ハッ……ちくしょう、たまらねぇ……身体が疼いて仕方ねぇよ千夜ぁ。ああっ……俺は、今っ……俺はお前を……」
身悶えするようにくの字に身体を折り、ビクビクと痙攣させる。
その震えが止まると同時にバッと顔を上げ、
「犯してやりてぇ」
ぎょろり、と目が飛び出んばかりに開く。
露になるその眼球は血走っていた。
「辱めてやりてぇ」
ぐぱっと開いた口から、飢えを訴えるかのように唾液が伝う。
「だが、まだだ。まぁだ、足りねぇよぉ……。だから、そいつらは愛するお前への贈りモノだ。完璧な俺に必要なのは、完璧なお前だ。……そうでなきゃ、意味がねぇ。

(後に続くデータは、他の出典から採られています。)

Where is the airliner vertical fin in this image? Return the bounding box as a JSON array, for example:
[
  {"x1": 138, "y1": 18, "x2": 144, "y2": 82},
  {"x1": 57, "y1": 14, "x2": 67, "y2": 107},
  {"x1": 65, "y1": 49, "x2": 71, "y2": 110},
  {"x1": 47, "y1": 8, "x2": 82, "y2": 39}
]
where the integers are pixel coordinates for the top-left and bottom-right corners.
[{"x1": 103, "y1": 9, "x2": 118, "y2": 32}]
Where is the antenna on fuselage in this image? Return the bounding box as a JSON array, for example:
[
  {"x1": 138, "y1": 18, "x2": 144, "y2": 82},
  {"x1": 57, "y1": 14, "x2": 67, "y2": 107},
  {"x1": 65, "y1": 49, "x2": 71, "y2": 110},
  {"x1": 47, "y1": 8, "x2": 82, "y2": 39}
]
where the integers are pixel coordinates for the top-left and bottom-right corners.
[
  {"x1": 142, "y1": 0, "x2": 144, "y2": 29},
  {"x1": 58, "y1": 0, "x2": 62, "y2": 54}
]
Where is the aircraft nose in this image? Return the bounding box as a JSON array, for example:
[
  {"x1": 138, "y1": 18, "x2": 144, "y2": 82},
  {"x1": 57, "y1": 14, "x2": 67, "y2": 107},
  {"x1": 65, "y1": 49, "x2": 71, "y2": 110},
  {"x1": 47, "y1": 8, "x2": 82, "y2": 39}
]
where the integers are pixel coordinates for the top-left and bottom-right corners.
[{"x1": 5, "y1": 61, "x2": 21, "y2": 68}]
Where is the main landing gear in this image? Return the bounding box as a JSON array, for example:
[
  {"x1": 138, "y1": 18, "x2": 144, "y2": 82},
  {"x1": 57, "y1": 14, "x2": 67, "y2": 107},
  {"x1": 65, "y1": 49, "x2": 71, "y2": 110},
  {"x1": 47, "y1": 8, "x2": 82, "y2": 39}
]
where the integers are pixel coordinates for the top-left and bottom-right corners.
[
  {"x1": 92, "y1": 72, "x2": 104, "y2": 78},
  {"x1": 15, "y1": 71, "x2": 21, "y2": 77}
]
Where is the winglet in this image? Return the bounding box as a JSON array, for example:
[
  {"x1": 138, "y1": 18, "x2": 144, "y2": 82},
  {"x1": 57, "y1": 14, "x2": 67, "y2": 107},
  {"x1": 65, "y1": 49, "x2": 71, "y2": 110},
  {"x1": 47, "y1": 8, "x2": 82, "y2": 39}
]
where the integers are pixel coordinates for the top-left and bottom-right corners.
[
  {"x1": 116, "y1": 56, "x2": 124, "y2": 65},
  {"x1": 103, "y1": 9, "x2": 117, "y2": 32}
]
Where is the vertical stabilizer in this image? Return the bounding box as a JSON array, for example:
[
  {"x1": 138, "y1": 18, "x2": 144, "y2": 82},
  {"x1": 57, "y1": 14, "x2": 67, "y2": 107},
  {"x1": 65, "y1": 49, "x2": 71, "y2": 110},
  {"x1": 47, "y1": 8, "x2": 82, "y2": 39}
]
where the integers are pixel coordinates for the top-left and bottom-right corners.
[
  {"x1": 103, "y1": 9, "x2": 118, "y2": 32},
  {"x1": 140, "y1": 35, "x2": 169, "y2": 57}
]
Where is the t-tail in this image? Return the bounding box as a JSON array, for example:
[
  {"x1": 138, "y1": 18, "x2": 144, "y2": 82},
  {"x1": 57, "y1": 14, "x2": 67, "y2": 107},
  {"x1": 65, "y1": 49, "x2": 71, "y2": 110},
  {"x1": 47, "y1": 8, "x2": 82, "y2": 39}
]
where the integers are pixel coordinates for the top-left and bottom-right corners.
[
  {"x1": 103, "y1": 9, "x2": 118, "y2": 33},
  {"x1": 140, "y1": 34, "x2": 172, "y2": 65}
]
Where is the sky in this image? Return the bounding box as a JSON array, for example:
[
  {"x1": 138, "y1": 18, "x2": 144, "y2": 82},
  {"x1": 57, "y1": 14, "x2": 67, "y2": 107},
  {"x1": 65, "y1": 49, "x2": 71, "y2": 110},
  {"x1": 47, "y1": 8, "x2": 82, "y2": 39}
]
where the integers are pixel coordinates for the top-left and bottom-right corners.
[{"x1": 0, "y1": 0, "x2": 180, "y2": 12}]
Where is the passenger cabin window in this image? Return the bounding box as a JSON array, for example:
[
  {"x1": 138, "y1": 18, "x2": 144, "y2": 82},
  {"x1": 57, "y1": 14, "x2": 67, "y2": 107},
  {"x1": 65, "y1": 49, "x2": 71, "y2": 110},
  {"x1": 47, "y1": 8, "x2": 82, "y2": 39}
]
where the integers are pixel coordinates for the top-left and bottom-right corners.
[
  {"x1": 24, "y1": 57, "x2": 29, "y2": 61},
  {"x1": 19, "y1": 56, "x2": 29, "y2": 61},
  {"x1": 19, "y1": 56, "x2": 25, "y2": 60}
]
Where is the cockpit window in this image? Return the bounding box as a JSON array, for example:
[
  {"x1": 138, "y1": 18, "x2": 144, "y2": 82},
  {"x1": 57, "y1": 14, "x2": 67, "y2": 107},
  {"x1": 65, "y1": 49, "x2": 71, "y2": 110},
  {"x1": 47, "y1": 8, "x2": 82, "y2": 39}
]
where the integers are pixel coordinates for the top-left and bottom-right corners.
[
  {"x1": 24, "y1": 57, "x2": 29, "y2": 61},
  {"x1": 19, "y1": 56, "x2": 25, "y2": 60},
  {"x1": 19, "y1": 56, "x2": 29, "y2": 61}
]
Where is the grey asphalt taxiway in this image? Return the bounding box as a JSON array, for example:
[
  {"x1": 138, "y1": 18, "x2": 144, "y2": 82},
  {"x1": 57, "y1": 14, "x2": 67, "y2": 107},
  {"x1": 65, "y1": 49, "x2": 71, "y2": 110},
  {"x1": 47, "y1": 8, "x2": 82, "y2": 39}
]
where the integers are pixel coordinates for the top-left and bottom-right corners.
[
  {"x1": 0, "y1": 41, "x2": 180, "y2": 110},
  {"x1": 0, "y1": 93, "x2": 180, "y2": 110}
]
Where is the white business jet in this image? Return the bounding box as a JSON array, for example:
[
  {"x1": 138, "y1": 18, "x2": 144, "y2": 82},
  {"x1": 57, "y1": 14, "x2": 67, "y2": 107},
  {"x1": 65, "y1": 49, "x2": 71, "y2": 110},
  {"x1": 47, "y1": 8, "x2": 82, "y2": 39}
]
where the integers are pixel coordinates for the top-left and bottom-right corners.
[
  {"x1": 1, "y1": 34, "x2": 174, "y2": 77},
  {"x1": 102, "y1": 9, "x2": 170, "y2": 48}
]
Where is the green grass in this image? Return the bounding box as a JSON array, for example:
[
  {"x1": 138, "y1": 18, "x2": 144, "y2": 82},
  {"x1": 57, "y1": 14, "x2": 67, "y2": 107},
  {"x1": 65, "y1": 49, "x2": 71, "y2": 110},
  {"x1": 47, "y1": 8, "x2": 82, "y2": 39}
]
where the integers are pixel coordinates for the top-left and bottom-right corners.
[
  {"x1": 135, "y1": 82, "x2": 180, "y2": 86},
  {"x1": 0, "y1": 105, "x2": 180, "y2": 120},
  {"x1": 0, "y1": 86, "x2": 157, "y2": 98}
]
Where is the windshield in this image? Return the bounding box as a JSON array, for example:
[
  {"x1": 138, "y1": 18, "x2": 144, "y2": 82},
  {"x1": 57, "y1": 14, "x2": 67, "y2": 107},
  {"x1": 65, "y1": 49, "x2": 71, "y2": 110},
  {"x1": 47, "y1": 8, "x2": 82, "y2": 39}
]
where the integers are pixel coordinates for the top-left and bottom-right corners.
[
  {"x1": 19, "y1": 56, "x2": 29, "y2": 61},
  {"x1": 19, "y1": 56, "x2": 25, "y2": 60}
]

その化物どもを倒して、自分を取り戻せ。そして、俺のところまで来い。……そうしたら、好きなだけ相手をしてやるよぉ」
話している間にも、屍鬼は増え続けていた。
既に完全に千夜を完全包囲するほどにその数は出来上がっており、無数の欲望の視線と意識が千夜一人に向けられている。
対して、千夜は眉一つ動かさず、神崎を見据えている。
己の状況が見えないほどに神崎を凝視しているというわけでも、己の圧倒的劣勢さに押されて神崎を悔しさから睨んでいるというわけでもない。
そして、
「おい、どうした……武器を構えろよ。連中、そろそろ痺れを切らすぜ」
周りには目もくれないまま、無防備を解かない千夜。
それは、陶酔状態に近しい神崎の目から見ても、この状況においては不審であるとわかることだった。
「……必要ない」
「ああ?」
「それよりも、口上はもう十分か?」
「口上だと……?」
「無駄口を叩くのには、もう満足したかと聞いているんだよ」
そこで千夜はようやく表情に変化を見せた。
ニヤリ、と不敵に笑う。
だが、目だけは鋭利な光を宿している。
「……まぁ、関係ないけどな。お前の言葉なんかこれを逃がしたらまともに聞ける機会なんぞもうないだろうから、残り少ない仏心とやらを消費して耳を貸してやっていた
のに………。顔云々以前にその空気読めなさが女との縁の無さの原因じゃないのか?」
黙っていた分も一緒くたにしたかのように矢継ぎ早に繰り出される言葉には、絶対的不利の状況下にいる者とは思えない余裕を感じる。
虚勢か。
それとも沈黙の間に形勢を逆転させる策を練っていたのか。
神崎は、表情からは伺えない千夜の内心を見透かそうと凝視する。
そんな神崎を嘲笑うかのように、
「おしゃべりの時間は終わりだ。……さっさとそこから降りて来いよ」
千夜が一歩を踏む。
その瞬間、その身体から―――――――大きな隙が生まれ出た。
「ハッ、馬鹿がっ! そいつらを片付けるまでお預けだと言っただろうがよっ!!」
嘲りが飛ぶと同時、包囲網のうち何体かが威嚇から攻撃の態勢へ移行した。
人よりも獣に近くなった彼らの動きは、同じく獣のそれに等しい。人間離れした瞬発力で群れの中から飛び出した。
飛びかかった屍鬼は四体。
前方以外、上空を含めた四方からの一斉攻撃は、回避という手段を許さない。
「贅沢を言うなよ。―――――――まぁ、しかし」
確かめるように呟いたのは、四体の怪物の凶刃がほぼ同時に降りかかる瞬間だった。
そして、千夜の右腕が無造作に振り上げられたのも。
その刹那。
それぞれ異なる方向から向かった屍鬼は、
「―――――――そんなに言うなら、お望みどおりにしてやるよ」
続いた一度の旋回。
微妙な捻りを加えた乱れない動き。
舞うような、それだけの動作の後。
四方全ての屍鬼が―――――――その肢体を四散させた。
その空中分解は、四肢が裂かれたというレベルではない。
文字の通り―――――――バラバラになった。
屍鬼はその一瞬の出来事を理解する間もなく、地面に落ち、黒ずんだ土塊のようになって消えた。
だが、消えるまでの地面に落ちている間、それら残骸の痕跡は共通したものを残していた。
まるで引き裂かれたかのような乱雑な切り口であったこと。
そう、まるで―――――――
「―――――――すぐ行ってやるから……念仏唱えとけ」
言いながら、千夜は右腕を下ろした。
まるで鉤爪を模すように、五本の指を強張らせて。